Emulator overview

From llvm-mos

As part of the llvm-mos project, general-purpose emulator functionality is being added to LLVM. This permits quick testing and experimentation with compiler changes, as well as test suite verification, without requiring actual hardware to be present.

The intention of the emulator design is to permit multiple future iterations of emulation, without throwing away any existing functionality. Although a classic read-parse-execute style emulator would be sufficient for small tests, we'd want to be able to transpile generator code to the local machine's native instruction set, for maximum performance. We'd like to leave the door open to debugging with lldb or other tools, including reverse execution. And although all known LLVM targets have register sets and contiguous memory, we don't want to necessarily require any particular emulation to have these features.

About 80% of the functionality required to build an emulator, is already present within LLVM for most targets. LLVM already includes a disassembler class, MCDisassembler, which is implemented for most platforms. It's able to reconstruct a series of MCInst objects given a raw instruction stream. So, what's needed is a way to take the "current" MCInst, and emulate the behavior of it.

It's also natural to describe the behavior of each instruction, in the tablegen file that defines it. It allows similar instructions to be grouped and to share related code for related activities.
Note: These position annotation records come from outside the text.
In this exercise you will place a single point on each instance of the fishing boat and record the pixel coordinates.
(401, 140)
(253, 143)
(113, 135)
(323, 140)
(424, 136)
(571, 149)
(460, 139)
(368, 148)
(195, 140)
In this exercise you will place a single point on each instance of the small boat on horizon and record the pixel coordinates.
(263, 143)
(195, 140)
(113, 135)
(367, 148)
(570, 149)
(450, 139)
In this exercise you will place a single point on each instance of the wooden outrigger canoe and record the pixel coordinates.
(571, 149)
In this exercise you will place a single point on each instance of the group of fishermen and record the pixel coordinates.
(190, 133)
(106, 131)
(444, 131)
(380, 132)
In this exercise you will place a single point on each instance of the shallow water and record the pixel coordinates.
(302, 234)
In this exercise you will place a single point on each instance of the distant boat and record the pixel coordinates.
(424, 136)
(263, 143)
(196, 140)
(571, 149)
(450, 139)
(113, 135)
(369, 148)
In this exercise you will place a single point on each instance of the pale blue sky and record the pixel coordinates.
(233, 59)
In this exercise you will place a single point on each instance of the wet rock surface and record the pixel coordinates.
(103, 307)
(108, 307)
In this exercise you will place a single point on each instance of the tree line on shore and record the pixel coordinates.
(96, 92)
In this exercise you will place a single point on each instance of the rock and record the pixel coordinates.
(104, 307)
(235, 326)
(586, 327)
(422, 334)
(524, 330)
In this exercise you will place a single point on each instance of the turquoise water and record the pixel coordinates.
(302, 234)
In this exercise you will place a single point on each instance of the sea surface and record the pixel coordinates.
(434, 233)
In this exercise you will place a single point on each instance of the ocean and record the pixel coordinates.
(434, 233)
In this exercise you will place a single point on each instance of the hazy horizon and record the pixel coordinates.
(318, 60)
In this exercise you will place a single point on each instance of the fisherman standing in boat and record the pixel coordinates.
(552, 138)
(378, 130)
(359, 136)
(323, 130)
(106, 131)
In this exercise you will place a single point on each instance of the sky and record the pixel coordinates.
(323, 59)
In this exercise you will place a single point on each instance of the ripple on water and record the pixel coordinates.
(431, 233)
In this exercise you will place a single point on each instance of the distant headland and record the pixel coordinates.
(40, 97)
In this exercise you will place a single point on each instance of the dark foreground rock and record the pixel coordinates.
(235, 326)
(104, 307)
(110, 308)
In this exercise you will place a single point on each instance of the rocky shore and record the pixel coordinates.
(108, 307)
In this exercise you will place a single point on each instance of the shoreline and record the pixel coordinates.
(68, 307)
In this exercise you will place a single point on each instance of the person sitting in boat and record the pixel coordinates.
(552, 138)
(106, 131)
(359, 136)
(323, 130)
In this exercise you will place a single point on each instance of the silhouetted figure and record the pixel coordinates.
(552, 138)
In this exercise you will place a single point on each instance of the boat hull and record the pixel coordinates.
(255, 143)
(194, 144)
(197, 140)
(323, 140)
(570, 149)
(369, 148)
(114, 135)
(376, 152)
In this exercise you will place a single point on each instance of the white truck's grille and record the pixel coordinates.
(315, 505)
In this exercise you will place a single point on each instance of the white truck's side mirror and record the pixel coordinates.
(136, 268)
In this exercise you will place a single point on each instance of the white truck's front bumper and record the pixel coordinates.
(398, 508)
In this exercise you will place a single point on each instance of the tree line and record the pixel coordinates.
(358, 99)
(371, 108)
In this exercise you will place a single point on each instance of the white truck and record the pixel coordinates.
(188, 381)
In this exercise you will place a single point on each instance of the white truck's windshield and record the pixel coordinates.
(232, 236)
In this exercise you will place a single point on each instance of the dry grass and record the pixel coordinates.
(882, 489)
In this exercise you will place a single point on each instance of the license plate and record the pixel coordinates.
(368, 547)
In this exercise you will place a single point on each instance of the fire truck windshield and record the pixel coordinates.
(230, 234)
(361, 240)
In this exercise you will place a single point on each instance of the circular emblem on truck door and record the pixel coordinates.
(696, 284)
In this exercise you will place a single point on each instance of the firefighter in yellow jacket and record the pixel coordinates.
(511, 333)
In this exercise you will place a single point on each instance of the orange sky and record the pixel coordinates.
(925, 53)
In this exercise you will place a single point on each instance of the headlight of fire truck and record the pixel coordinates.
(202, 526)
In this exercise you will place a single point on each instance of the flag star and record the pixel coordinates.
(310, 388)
Since LLVM's tablegen already has complete knowledge of all the instructions present for the target, it makes sense to explain the emulator behavior of these instructions to tablegen, and then let tablegen collate all these behaviors into an .inc file that can be included within a larger emulator.

In keeping with the LLVM philosophy, MCEmulator is a set of building blocks for building emulators. It includes a command-line tool, llvm-emu, which demonstrates one way to combine those blocks into an emulator.